Regulation (EU) 2016/425 on personal protective equipment

The Regulation lays down requirements for the design and manufacture of personal protective equipment (PPE) to ensure the health and safety of users and to allow the equipment to be sold and used throughout the EU.

Background

Regulation (EU) 2016/425 of the European Parliament and of the Council of 9 March 2016 on personal protective equipment and repealing Council Directive 89/686/EEC. The Regulation includes obligations for economic operators such as manufacturers and importers of PPE. They are responsible for the compliance of PPE with the essential safety and health requirements laid down in the Regulation to ensure a high level of protection of the users of PPE and to guarantee fair competition on the Union market. The Regulation is not aimed at employers. Obligations for employers are set out in occupational safety and health (OSH) legislation and, more specifically, in Directive 89/656/EEC on the use of personal protective equipment.
The Regulation repealed Directive 89/686/EEC on the approximation of the laws of the Member States relating to personal protective equipment. A ‘regulation’ is a directly binding legislative act and applies in its entirety across the EU. Its provisions do not require national implementing measures. 

Objective

The aim of this regulation is to ensure common standards for personal protective equipment (PPE) in all Member States in terms of protection of health and the safety of users, while enabling the free movement of PPE within the Union. The Regulation applies to all sorts of PPE except, for example, for those used by armed forces, certain private uses of PPE, and the ones subject to other rules (e.g. PPE on seagoing vessels, motorcycle helmets, etc.).

Definitions

The Regulation includes definitions for the following terms: personal protective equipment, making available on the market, placing on the market, manufacturer, authorised representative, importer, distributor, economic operators, technical specification, harmonised standard, accreditation, national accreditation body, conformity assessment, conformity assessment body, recall, withdrawal, Union harmonisation legislation, CE marking.

Contents

All PPE shall comply with the Regulation and shall not endanger persons and properties. All PPE shall meet the essential health and safety requirements (Annex II) that need to be specified in the PPE’s “EU declaration of conformity”. Member States shall ensure free movement on the market but may lay down special requirements for the use of the PPE. Conformity assessment is the obligation of the manufacturer, which applies to imported PPE, as well. PPE must be accompanied by instructions and contact details in the user’s language.

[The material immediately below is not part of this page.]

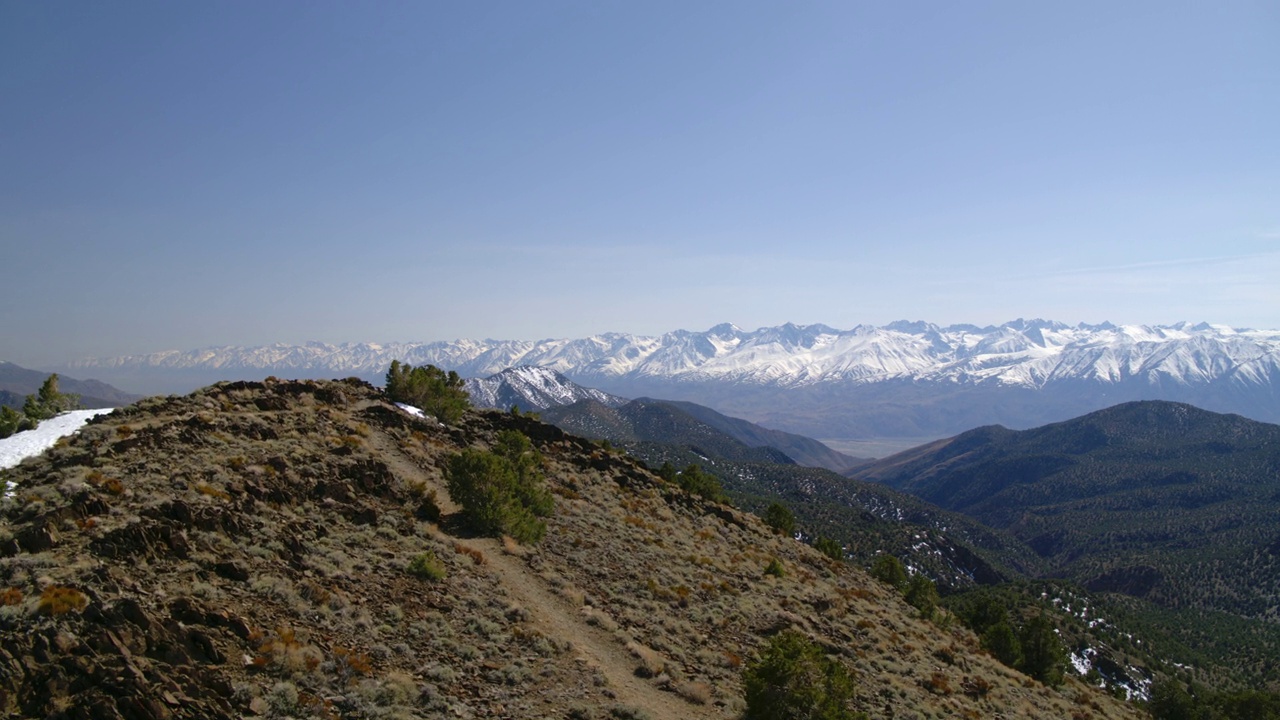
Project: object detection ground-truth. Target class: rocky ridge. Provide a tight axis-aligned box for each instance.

Specific rules governing CE mark on PPEs are set out in this Regulation.

Accreditation of conformity assessment bodies, market surveillance and controls, and the general principles of the CE marking are laid down in Regulation (EC) No 765/2008.

There are three risk categories (annex I) that establish different applicable conformity assessment procedures.

Further provisions in the Regulation are the following:

  • Notification of conformity assessment bodies
  • Union market surveillance, control of PPE entering the union market and union safeguard procedure
  • Delegated and implementing acts
  • Transitional and final provisions

Annexes

  1. Risk categories of PPE
  2. Essential health and safety requirements
  3. Technical documentation for PPE
  4. Internal production control
  5. EU type-examination
  6. Conformity to type based on internal production control
  7. Conformity to type based on internal production control plus supervised product checks at random
  8. Conformity to type based on quality assurance of the production process
  9. EU declaration of conformity No … (form)
  10. Correlation table (regarding Directive 89/686/EEC)

Read the full text of Regulation 2016/425/EU

 

Further information

This legal act is a regulation thus applying directly in the Member States - no national implementing measures are required.